Krakowski Salon Sztuki to impreza specyficzna. Odwołuje się do idei dawnego paryskiego salonu, czyli imprezy oficjalnej, instytucjonalnej, a towarzyskiej. Salon to swoisty kram ze sztuką, na których prac persona non grata się nie pokazywało. Bo z salonu można było być wykluczonym, co historycznie zaowocowało Salonem Odrzuconych – tam właśnie pokazano pierwotnie Śniadanie na trawie Maneta).
Tegoroczny salon jest na pewno jedną z najważniejszych krakowskich imprez sezonu jesiennego. W trakcie otwarcia przed Pałacem Sztuki gromadziły się tłumy, które bardzo powolnym ludzkim strumieniem wsuwały się do środka. Było więc tłoczno, było wino i było bardzo wiele prac.
Bardzo wiele.
Zbyt wiele. Bo zgromadzenie na powierzchni niepełnych dwóch pięter Pałacu prace ponad 100 artystów to pomysł kuratorsko dość karkołomny. Bo żadna z tych prac nie miała oddechu. I jeżeli zwracaliśmy niedawno uwagę, że mumokowe 55 dates były przeładowane, to Krakowski Salon i tak bije rekordy. Ale zaproszenie setki artystów na jedną wystawę ma też jeden ogromny plus. Wewnętrzny, całkowicie naturalny, szczery marketing. Maszyna promocyjna Salonu jest godna podziwu, bo impreza wspierana jest przez Krakowskie Biuro Festiwalowe (masa plakatów w mieście + dobra promocja online), dodanie do tego działań oddolnych musi skutkować sukcesem. I na pewno tak jest, bo Krakowski Salon – choć młody – już jest marką rozpoznawalną.
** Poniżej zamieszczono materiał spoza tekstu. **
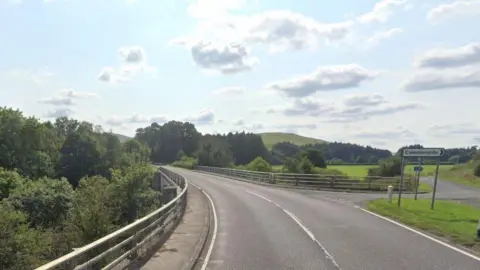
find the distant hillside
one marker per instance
(271, 138)
(122, 138)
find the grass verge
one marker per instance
(452, 220)
(461, 174)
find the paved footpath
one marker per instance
(184, 245)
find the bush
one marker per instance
(260, 165)
(185, 162)
(476, 170)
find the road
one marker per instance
(270, 228)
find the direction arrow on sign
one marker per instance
(423, 152)
(418, 168)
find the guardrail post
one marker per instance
(390, 193)
(478, 229)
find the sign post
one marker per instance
(421, 153)
(435, 185)
(418, 169)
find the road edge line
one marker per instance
(215, 228)
(420, 233)
(200, 247)
(303, 227)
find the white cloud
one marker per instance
(59, 112)
(381, 11)
(350, 109)
(390, 134)
(133, 60)
(324, 78)
(213, 8)
(375, 39)
(448, 58)
(39, 76)
(224, 58)
(67, 97)
(456, 9)
(458, 129)
(230, 91)
(440, 80)
(204, 117)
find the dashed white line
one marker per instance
(421, 234)
(215, 228)
(303, 227)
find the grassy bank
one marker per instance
(362, 170)
(461, 174)
(454, 221)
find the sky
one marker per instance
(382, 73)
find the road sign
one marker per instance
(418, 168)
(423, 152)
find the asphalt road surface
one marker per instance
(270, 228)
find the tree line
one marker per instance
(173, 140)
(64, 184)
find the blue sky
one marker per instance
(384, 73)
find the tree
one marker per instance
(259, 164)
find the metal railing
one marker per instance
(127, 245)
(313, 181)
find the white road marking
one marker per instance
(215, 228)
(303, 227)
(421, 234)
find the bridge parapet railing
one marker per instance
(313, 181)
(128, 244)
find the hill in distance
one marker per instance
(122, 138)
(271, 138)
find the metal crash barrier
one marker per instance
(126, 245)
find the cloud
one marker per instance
(204, 117)
(448, 130)
(381, 12)
(448, 58)
(351, 109)
(39, 76)
(133, 60)
(59, 112)
(427, 81)
(326, 78)
(375, 39)
(456, 9)
(230, 91)
(225, 58)
(390, 134)
(364, 100)
(133, 55)
(67, 97)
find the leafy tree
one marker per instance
(259, 164)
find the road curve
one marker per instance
(254, 233)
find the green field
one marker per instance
(271, 138)
(452, 220)
(461, 174)
(362, 170)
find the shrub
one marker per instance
(260, 165)
(185, 162)
(476, 170)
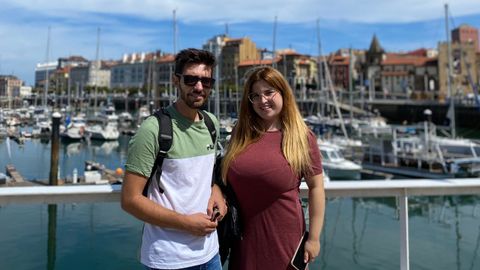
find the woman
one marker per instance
(271, 149)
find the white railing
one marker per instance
(401, 189)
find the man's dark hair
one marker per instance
(193, 56)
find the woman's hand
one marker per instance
(312, 249)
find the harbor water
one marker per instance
(359, 233)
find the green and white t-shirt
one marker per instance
(186, 181)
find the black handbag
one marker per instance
(229, 229)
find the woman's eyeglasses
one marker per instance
(268, 95)
(192, 80)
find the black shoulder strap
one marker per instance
(165, 138)
(213, 133)
(211, 127)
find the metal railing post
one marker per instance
(404, 246)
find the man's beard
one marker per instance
(192, 104)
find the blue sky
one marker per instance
(146, 25)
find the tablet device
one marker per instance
(297, 260)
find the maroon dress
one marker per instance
(268, 194)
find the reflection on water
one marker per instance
(360, 233)
(32, 159)
(365, 233)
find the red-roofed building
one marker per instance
(234, 52)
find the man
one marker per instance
(178, 230)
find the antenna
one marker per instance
(96, 68)
(451, 109)
(47, 58)
(274, 65)
(174, 32)
(320, 63)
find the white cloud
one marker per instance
(366, 11)
(145, 25)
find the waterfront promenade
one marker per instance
(400, 189)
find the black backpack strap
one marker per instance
(213, 134)
(165, 138)
(211, 127)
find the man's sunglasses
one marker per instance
(191, 80)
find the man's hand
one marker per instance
(217, 200)
(199, 224)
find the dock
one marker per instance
(14, 174)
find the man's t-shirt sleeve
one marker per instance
(143, 148)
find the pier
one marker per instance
(14, 174)
(400, 189)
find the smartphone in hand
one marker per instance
(298, 260)
(215, 214)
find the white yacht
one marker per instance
(104, 126)
(75, 129)
(335, 165)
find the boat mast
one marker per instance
(47, 58)
(329, 85)
(274, 64)
(320, 69)
(451, 109)
(96, 69)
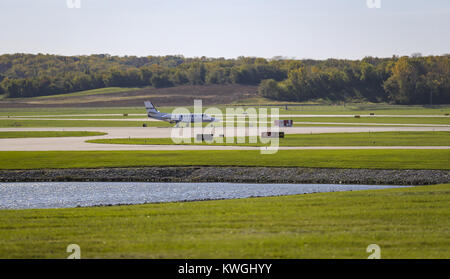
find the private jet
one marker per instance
(152, 112)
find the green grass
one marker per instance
(337, 139)
(48, 134)
(373, 159)
(404, 222)
(14, 123)
(362, 109)
(365, 120)
(106, 90)
(64, 111)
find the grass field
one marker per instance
(365, 120)
(99, 91)
(373, 159)
(48, 134)
(10, 123)
(337, 139)
(404, 222)
(361, 109)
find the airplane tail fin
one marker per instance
(150, 107)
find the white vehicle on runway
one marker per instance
(152, 112)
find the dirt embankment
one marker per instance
(233, 174)
(171, 96)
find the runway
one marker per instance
(79, 144)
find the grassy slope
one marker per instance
(391, 120)
(47, 134)
(98, 91)
(376, 159)
(354, 109)
(337, 139)
(10, 123)
(404, 222)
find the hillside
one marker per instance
(172, 96)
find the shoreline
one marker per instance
(295, 175)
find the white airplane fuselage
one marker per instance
(152, 112)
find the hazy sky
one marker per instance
(229, 28)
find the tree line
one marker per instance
(400, 80)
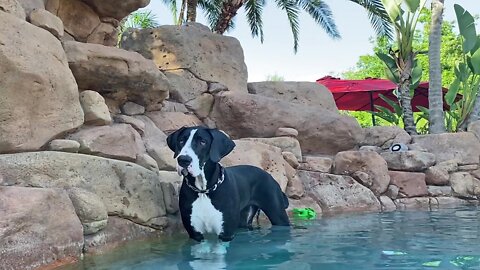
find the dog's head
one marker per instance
(195, 146)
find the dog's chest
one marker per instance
(205, 217)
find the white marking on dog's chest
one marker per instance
(205, 218)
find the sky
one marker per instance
(318, 55)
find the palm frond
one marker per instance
(322, 14)
(378, 17)
(292, 10)
(253, 9)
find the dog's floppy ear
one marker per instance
(221, 145)
(172, 141)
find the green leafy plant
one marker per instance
(467, 74)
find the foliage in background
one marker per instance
(138, 19)
(275, 78)
(451, 52)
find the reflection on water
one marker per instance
(445, 239)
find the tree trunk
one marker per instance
(405, 98)
(192, 10)
(229, 10)
(435, 94)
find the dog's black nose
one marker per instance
(184, 161)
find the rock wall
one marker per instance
(84, 127)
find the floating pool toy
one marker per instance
(304, 213)
(393, 253)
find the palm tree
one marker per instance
(221, 12)
(435, 94)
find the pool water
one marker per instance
(442, 239)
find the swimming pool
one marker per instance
(441, 239)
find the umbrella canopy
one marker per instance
(362, 95)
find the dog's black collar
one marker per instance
(220, 180)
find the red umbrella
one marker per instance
(362, 95)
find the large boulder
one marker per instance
(117, 74)
(306, 93)
(462, 146)
(127, 190)
(385, 136)
(366, 167)
(116, 9)
(412, 161)
(260, 155)
(319, 131)
(208, 56)
(410, 184)
(118, 141)
(39, 95)
(38, 226)
(336, 193)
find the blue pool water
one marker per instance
(442, 239)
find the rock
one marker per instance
(118, 141)
(305, 93)
(155, 142)
(95, 110)
(392, 192)
(435, 191)
(169, 122)
(171, 106)
(450, 202)
(295, 189)
(370, 148)
(13, 7)
(127, 190)
(291, 159)
(466, 168)
(63, 145)
(336, 193)
(387, 204)
(116, 9)
(320, 131)
(215, 88)
(138, 125)
(105, 34)
(464, 185)
(38, 226)
(118, 231)
(79, 20)
(191, 47)
(117, 74)
(260, 155)
(462, 146)
(130, 108)
(288, 132)
(317, 164)
(304, 202)
(385, 136)
(371, 163)
(410, 184)
(186, 86)
(439, 174)
(147, 162)
(201, 105)
(412, 161)
(39, 99)
(412, 203)
(474, 127)
(287, 144)
(90, 210)
(47, 21)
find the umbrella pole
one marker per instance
(372, 108)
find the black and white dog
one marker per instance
(218, 200)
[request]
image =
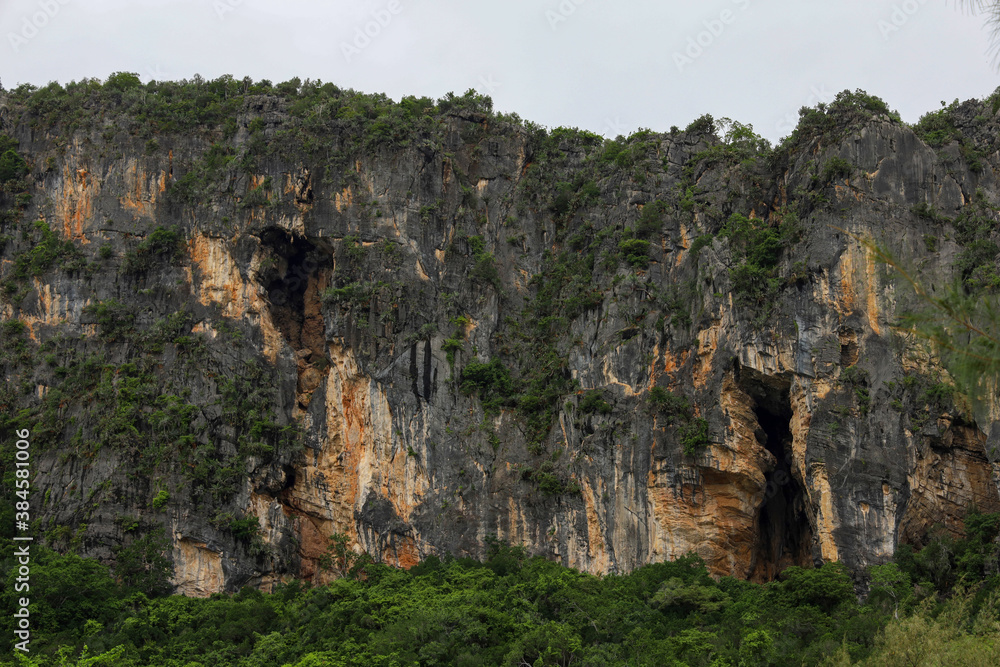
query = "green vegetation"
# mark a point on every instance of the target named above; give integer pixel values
(160, 244)
(492, 382)
(847, 113)
(593, 401)
(692, 431)
(757, 245)
(48, 252)
(935, 605)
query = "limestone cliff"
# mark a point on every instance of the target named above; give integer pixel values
(429, 325)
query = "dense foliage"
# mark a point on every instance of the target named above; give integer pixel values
(513, 610)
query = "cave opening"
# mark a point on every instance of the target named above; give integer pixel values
(294, 277)
(784, 533)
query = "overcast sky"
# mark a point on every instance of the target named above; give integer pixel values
(609, 67)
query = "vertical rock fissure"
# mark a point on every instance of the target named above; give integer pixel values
(784, 533)
(294, 285)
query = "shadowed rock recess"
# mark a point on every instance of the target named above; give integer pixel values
(239, 318)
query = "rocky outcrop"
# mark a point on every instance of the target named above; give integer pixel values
(478, 330)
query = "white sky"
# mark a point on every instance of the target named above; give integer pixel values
(609, 67)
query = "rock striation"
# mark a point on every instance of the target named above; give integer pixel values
(428, 326)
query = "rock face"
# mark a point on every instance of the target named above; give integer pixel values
(246, 338)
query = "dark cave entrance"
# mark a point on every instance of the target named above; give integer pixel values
(294, 276)
(784, 532)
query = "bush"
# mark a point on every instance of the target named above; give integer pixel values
(12, 166)
(636, 252)
(491, 381)
(161, 244)
(694, 436)
(593, 401)
(836, 168)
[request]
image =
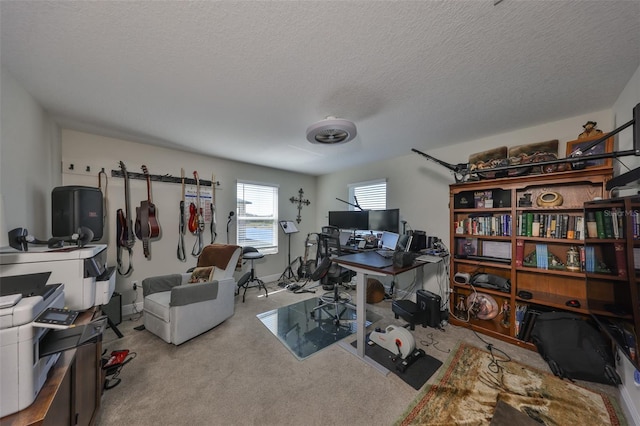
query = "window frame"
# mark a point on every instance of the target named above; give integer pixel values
(353, 189)
(242, 219)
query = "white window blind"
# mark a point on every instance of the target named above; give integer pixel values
(370, 195)
(257, 216)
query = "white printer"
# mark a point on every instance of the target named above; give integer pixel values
(87, 280)
(22, 370)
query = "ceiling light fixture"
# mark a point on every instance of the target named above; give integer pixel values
(331, 131)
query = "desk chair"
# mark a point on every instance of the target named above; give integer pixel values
(334, 302)
(250, 279)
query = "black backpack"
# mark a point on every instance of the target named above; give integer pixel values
(574, 348)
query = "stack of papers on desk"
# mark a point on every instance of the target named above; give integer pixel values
(428, 258)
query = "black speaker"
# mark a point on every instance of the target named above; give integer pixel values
(76, 206)
(418, 241)
(429, 302)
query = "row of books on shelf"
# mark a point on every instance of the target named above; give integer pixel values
(609, 260)
(607, 223)
(550, 225)
(490, 225)
(526, 316)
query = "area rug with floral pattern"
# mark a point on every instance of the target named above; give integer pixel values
(471, 384)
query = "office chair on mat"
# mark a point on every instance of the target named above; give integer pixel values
(250, 279)
(334, 302)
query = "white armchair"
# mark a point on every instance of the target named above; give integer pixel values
(176, 310)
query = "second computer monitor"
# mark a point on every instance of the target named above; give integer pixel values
(385, 220)
(389, 240)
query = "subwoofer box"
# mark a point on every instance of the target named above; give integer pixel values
(408, 311)
(429, 303)
(76, 206)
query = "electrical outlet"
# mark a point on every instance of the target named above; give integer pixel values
(81, 168)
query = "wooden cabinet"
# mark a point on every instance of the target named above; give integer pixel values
(522, 229)
(612, 271)
(71, 395)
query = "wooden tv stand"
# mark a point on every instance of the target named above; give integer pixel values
(71, 395)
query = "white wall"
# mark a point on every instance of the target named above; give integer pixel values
(29, 160)
(623, 111)
(98, 152)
Ale pominąwszy marketing. Najważniejsze i istotne pytanie brzmi – czy było co oglądać? Było. Poza oczywistym wrażeniem chaosu i nadmiaru, dobrych prac było kilka. W takiej prezentacji zdecydowanie najgorzej wypadają obrazy, a najlepiej instalacje lub pokaźne rzeźby, obiekty z dźwiękiem lub ruchem, statyczne – choćby i najlepsze – płótna, zdjęcia czy rysunki stanowią w większości przypadków rozedrgane tło.
I nie, nie podamy żadnych kluczowych nazwisk. Zajrzyjcie na wystawę i sami oceńcie!